Tuesday, December 4, 2007

My Work Situation

I work at the Law Offices of Ben Waterman, P.C.* Why is it that solo practitioners have law offices, and not just a law office? My boss shares a suite, in a fancy East Midtown building (which every lawyer in the office puts on their cards and letterhead, since that's probably their biggest client getter), with a bunch of other lawyers. He has a small office, and a space for me in another room, which is more like a hallway than a room, that doesn't belong to him.

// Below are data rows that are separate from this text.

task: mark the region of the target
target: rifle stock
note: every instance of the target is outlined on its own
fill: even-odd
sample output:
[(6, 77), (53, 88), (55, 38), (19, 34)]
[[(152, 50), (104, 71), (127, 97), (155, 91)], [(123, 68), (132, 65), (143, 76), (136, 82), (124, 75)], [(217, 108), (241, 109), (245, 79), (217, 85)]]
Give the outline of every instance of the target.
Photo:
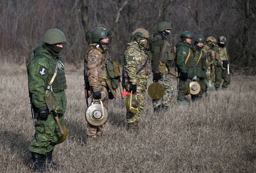
[[(27, 78), (28, 79), (28, 75), (29, 75), (29, 72), (28, 72), (28, 64), (26, 64), (26, 66), (27, 67)], [(30, 109), (31, 110), (31, 114), (32, 115), (32, 119), (33, 119), (33, 124), (34, 127), (34, 130), (35, 130), (35, 134), (34, 134), (34, 137), (35, 138), (35, 140), (36, 140), (36, 141), (37, 142), (38, 141), (38, 135), (37, 135), (37, 129), (36, 129), (36, 119), (35, 118), (35, 113), (34, 110), (34, 108), (33, 106), (33, 103), (32, 103), (32, 98), (31, 96), (31, 93), (29, 91), (29, 88), (28, 87), (28, 86), (27, 86), (28, 88), (28, 94), (29, 95), (29, 99), (30, 100)]]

He has clients' files everywhere--covering his desk, his red leather chairs, his window, which I'm told has a good view of the Hudson, and even in his filing cabinets. Clients' passports, social security cards, drivers licenses of the deceased, and bank statements cover the floor. I frequently step on them as I swim across the room to grab a file.

Next door to the spacious offices of Mr. Waterman works a Spanish Immigration lawyer with four names, Juan-Maria Limpiador-Compolsivo. He has a bigger office, which is immaculate, Juan being a neat freak. When Waterman leaves the building to go to one of his many law luncheons or hair cuts (he gets one at least once a week), Juan sneaks into his office and starts organizing. As he never does his own work, when his associate is out to lunch or is otherwise absent and he has no one to talk to, he talks to me, relating his cleaning adventures in Waterman's office. He likes to reminisce about how he once found a month old rotting banana, under which was a very important document that Waterman had been looking for for months while insisting to his unfortunate client that he never received said document.

When Waterman's clients pay him a visit, he never takes them to his office. They either go to the communal conference room, or, if that's busy, to the empty office of whichever lawyer is using it.

I have to go to work now, so more later.

*Everything I write is true, but all names, other than those of public officials and famous people, will be fictional so no one will be embarrassed and so I won't be sued. Lawyers and law students are litigious people.